Yeni Üyelik
4.
Bölüm

♦ Bölüm 3 ♦

@yooshien

Sonunda patika yoldan çıkıp şehrin sokağının girişine gelmiştim. Derin bir nefes aldım, fazla stresli bir geziydi benim için. Şehirde yürürken tezgahlara göz atıyordum. Bu çöplük içinde işime yarayacak bir şey bulma umudum gerçekten takdir edilmeliydi. Kamp kocaman bir çit ile çevrilmiş haldeydi. Bir süredir bu savunma şekli bizi koruyordu. Sokaklarda ışıklandırmalar yok denecek kadar azdı. Havanın kararmasına az bir zaman kalmıştı. Hızlıca eve geri dönmem gerekiyordu. Hava karardıktan sonra kimsenin dışarıda dolaşmasına pek izin verilmezdi. Güvenlik açısından riskliydi. Vampirler için güneş ışığı öldürücü bir etki yaratmıyordu ama onları güneş ışığında kolay kolay göremezdiniz. Henüz zayıf noktalarının ne olduğunu çözemedik ama kalplerinden hasar aldıkları zaman öldüklerini biliyordum.

Alexlerin evine doğru yaklaştığımda şansıma onunla evden çıkmadan önce denk geldim. Birkaç metre öteden beni görünce heyecanla elini sallamaya başladı. Arkadaşımı halen 8 yaşındaki o küçük çocuk gibi görmek beni mutlu ediyordu. Elimdeki sepete ona göstererek heyecanını biraz daha arttırmaya çalıştım ve işe yaradı tabii ki. Bu çocuk asla büyümeyecekti.

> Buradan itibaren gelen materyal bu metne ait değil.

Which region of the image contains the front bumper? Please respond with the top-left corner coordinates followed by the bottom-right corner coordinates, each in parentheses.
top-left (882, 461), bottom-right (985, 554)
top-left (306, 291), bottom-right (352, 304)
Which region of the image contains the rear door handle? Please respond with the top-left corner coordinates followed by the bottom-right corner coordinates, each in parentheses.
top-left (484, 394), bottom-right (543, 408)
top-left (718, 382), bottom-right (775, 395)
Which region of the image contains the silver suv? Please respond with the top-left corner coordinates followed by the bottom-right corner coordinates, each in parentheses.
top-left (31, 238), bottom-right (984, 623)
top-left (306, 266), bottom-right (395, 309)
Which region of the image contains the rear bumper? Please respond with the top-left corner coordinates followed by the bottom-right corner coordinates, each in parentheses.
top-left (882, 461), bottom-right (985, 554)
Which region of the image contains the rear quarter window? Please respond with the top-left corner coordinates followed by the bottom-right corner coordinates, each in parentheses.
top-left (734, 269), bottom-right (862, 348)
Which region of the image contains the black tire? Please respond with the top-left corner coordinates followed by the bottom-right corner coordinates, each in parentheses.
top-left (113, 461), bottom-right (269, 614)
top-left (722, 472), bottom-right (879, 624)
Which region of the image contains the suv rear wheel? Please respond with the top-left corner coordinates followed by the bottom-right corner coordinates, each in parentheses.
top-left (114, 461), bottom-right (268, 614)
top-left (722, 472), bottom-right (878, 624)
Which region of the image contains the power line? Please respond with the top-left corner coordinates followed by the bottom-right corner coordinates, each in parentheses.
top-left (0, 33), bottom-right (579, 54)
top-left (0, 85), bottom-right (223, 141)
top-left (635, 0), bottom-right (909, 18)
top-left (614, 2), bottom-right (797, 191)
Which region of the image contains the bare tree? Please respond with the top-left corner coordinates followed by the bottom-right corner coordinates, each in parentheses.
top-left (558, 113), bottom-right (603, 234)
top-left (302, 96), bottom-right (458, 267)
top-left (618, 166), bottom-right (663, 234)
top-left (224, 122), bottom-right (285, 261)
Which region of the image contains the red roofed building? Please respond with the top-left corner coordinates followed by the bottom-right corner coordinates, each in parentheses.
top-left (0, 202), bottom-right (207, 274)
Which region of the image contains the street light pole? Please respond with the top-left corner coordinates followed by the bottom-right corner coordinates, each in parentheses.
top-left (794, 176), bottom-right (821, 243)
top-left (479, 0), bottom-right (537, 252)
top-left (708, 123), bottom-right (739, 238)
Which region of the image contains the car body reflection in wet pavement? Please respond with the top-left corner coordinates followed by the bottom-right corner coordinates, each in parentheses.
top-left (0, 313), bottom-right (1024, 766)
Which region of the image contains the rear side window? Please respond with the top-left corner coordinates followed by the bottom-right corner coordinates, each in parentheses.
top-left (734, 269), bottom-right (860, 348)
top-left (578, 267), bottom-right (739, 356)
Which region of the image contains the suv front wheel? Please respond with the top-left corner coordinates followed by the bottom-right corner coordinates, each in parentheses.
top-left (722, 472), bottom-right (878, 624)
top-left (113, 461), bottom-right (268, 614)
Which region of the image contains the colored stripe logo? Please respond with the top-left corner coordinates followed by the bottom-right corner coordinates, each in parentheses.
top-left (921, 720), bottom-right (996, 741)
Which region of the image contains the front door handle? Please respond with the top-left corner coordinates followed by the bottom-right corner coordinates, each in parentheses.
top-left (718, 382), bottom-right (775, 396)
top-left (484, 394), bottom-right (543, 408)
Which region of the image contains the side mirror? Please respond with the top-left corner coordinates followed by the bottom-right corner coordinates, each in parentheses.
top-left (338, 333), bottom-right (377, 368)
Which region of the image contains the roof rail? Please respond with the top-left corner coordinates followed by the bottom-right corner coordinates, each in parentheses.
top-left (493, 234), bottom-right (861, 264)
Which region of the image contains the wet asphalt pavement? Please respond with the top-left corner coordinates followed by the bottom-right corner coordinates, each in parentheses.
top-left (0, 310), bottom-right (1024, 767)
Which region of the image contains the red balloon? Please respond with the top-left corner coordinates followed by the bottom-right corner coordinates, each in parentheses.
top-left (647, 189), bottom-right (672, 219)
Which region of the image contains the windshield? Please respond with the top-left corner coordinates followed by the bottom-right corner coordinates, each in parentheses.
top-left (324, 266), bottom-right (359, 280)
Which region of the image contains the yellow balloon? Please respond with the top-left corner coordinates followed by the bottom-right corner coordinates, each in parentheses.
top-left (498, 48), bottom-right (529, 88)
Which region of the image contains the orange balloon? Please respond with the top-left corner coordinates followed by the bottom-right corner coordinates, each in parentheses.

"Buraya gel elmalı turta!" diye kollarını kocaman açtı. Yanına vardığımda bana sıkıca sarıldı. "Seni kastetmemiştim Grace Harper. Bana hemen elmalı turtamı ver!" diyerek sepeti elimde çekiştirdi. Ne centilmen ama değil mi? Sepeti açtığı gibi turta dilimini görünce yeşil gözlerinin nasıl parladığını gördüm. Alex böyleydi acıkınca onu tanımak gerçekten çok güçleşirdi. Yemek onun için her şeydi. Kocaman bir ısırık alıp sepeti bana geri uzattı. Bazen onun bir vampir olmadığı için şükrediyordum.

"O kadar kibarsın ki. Umarım tekrardan turta yaptığım gün bu anıyı hatırlarım. Anlaşılan bir sonraki sefere turtanın zehrini daha fazla koymam gerekiyor." diyerek sinsi sinsi sırıttım. Önce suratıma şaşkın bir ifadeyle baktı. Konuşmak için ağzını açtığı sırada turta hamurunun genzine kaçmasıyla boğulması bir oldu. Bi kaç dakika öksürdükten sonra peşine bir kahkaha patlattı. Öyle aptaldı ki bende kendimi tutamadım ve onun kahkahasına eşlik ettim.

"Grace sen bir karıncayı bile incitemezsin. Hele ki beni asla... Bana bir şey olursa minik bahçen için yeni tohumları sana kim getirecek?" sanki bütün dostluğumuz birkaç tohuma bağlıymış gibi.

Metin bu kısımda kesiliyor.